In the comments on PolitiFact's Facebook page I questioned whether the writer, Louis Jacobson, had confirmed any change in Michigan's policy.  Point being, if the policy isn't different then millionaires can qualify for food stamps and the rating is a sham.

As usual there was no perceptible attempt by PolitiFact to address the hole in the story.
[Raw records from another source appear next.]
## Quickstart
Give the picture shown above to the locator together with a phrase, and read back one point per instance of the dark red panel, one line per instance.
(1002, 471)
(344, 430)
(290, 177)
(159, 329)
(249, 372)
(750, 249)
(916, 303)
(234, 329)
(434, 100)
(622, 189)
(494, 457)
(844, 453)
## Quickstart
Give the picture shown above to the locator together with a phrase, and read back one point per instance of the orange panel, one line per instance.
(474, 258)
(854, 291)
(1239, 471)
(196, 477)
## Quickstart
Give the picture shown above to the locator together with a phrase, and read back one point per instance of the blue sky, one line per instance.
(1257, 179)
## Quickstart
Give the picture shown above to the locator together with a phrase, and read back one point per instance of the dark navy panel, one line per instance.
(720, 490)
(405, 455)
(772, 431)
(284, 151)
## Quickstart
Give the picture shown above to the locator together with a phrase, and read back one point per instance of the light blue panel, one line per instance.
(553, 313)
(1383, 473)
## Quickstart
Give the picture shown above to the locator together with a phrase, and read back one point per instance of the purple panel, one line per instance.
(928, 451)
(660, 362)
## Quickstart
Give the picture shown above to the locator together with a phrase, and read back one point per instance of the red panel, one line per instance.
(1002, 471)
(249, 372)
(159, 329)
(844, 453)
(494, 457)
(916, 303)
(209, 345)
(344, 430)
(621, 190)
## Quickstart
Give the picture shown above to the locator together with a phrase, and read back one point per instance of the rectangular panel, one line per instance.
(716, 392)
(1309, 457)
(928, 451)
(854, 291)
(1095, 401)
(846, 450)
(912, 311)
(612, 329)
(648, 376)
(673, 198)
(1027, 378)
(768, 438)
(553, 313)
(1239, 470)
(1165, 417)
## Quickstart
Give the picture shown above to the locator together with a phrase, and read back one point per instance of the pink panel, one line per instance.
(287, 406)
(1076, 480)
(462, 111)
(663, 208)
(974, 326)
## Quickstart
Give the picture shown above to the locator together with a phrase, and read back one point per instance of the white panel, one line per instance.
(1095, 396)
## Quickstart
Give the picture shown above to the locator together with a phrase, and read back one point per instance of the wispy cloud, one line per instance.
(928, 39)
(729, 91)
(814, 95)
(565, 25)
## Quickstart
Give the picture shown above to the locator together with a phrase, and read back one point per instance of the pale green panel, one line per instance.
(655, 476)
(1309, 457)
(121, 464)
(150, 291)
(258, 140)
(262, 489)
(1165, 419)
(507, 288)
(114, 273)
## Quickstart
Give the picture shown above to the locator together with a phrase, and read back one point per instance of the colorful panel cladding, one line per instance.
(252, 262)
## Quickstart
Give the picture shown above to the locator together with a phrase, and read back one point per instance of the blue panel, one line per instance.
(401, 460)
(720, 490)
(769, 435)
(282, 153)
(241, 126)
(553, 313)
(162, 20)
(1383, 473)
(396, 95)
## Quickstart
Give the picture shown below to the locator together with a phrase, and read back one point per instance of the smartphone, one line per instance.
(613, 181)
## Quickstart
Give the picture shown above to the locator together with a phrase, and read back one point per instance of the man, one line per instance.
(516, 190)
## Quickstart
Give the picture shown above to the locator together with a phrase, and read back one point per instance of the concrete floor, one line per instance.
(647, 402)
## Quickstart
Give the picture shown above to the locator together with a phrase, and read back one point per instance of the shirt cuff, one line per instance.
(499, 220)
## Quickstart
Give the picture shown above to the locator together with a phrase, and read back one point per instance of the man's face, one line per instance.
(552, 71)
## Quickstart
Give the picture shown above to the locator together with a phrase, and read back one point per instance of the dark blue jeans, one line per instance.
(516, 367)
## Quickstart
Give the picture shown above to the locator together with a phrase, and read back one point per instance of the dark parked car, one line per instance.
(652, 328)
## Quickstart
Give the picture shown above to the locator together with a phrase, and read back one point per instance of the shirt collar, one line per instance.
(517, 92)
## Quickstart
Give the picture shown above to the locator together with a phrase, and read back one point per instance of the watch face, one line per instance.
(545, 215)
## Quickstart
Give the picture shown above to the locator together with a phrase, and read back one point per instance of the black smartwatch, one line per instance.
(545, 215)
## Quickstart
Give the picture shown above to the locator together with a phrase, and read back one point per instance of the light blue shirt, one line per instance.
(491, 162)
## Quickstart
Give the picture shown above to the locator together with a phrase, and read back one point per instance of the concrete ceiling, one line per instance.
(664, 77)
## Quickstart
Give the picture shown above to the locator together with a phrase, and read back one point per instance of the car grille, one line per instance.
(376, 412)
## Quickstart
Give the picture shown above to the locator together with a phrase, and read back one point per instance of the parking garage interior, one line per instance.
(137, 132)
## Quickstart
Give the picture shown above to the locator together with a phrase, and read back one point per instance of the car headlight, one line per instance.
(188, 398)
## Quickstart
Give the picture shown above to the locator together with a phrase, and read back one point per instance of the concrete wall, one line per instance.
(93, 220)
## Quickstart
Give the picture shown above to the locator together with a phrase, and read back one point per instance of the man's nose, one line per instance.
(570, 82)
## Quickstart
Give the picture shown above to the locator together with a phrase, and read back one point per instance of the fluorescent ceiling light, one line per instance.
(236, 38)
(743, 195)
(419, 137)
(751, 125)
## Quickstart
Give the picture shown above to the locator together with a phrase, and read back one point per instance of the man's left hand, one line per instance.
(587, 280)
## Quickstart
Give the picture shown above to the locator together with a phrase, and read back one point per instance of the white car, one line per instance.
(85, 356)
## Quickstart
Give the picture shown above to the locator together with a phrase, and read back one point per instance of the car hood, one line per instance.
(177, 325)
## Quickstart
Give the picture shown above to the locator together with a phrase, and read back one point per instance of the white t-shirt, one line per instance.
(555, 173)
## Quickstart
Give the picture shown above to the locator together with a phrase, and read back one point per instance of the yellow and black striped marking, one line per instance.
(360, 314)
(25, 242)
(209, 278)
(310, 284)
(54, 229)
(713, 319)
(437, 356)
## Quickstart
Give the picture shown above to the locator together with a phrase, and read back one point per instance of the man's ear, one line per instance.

Then last week a news report appeared about another Michigan lottery winner--albeit a winner of less than $1 million--who was receiving benefits through the food stamp program.  In other words, it appears that Michigan (not to mention other states) has not changed its policy and a millionaire with no income or a lottery winner may qualify for food stamp benefits.

As I love writing useless messages to PolitiFact writers and editors, I sent the following via email:
Dear Louis Jacobson,
cc Martha Hamilton,

http://www.wjla.com/articles/2012/03/amanda-clayton-michigan-lottery-winner-still-accepting-food-stamps-73487.html

I thought I had sent a message asking for confirmation that Michigan had altered its policy by the time the "Pants on Fire" rating was published for Mr. Gingrich late last year.  I apologize for apparently neglecting that duty, for it might have resulted in an earlier correction/completion of the record.

Of course you have the option of completely ignoring this story's impact on the Gingrich rating.  I doubt the vast majority of your readers will notice.
As is typical of the PolitiFact staff, I have received no response.  And the Gingrich story?  No change or update as I write.

How many millionaires will have to receive food stamp benefits before PolitiFact revises its rating of Gingrich and admits that millionaires can qualify?

One should have been enough to avoid the "Pants on Fire" rating, in truth.



Note:  An earlier version of this post included a paragraph that did not belong in this story.  I'll shortly publish the story that now (properly) includes that paragraph.